Porque es uno de los 8 alimentos nacionales que cuenta con Denominación de Origen (D.O.), lo que permite distinguir a un producto local por la calidad con que es producido.
Si en 2011 se logró obtener la importante certificación para aportarle valor a este salame, el secreto de su éxito sigue siendo el mismo: buen clima, excelentes pasturas y un ganado de calidad superlativa.
Pero este notable suceso culinario no hubiera sido posible sin el aporte de los inmigrantes europeos que se establecieron en la zona, con sus técnicas de curado de carnes.
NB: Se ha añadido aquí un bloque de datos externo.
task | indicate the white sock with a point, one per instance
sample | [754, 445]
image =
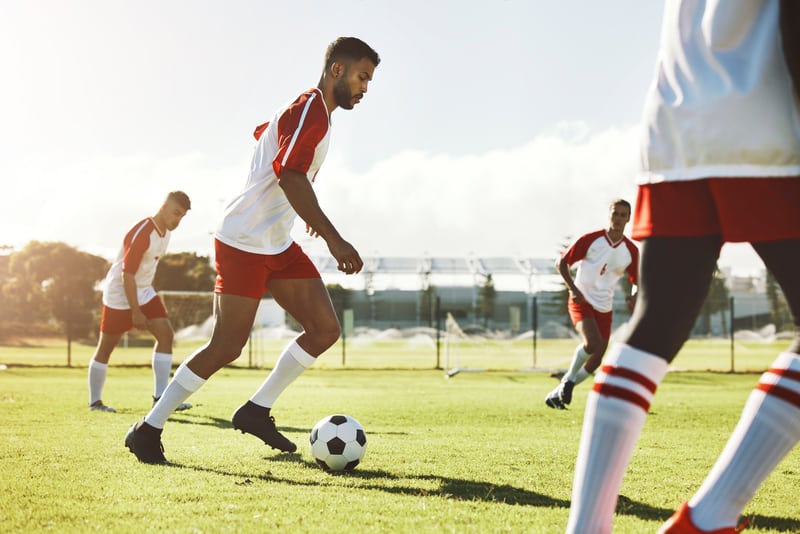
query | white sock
[582, 375]
[768, 429]
[183, 384]
[579, 357]
[162, 365]
[291, 364]
[615, 413]
[97, 379]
Los primeros embutidos fueron elaborados en la región hacia fines del siglo XIX.
El salame de Tandil siempre fue picado grueso y para cumplir con su D.O. tiene que ser elaborado con ingredientes de la región, la alimentación del ganado vacuno tiene que ser a base de pasturas, y el porcino, a base de maíz.
Las proporciones específicas del salame tienen que ser 50% de cerdo, 25% de vaca y 25% de tocino.
Se lo estaciona y cura en Tandil, con un atado y etiquetado que son realizados a mano, uso de tripa natural y molienda de los condimentos (pimienta blanca, pimienta negra, coriandro, nuez moscada y ajo) en el momento en que se elabora.
Una de las claves de su sabor tiene que ver con el proceso de maduración de la carne, que tiene que alcanzar los 30 días.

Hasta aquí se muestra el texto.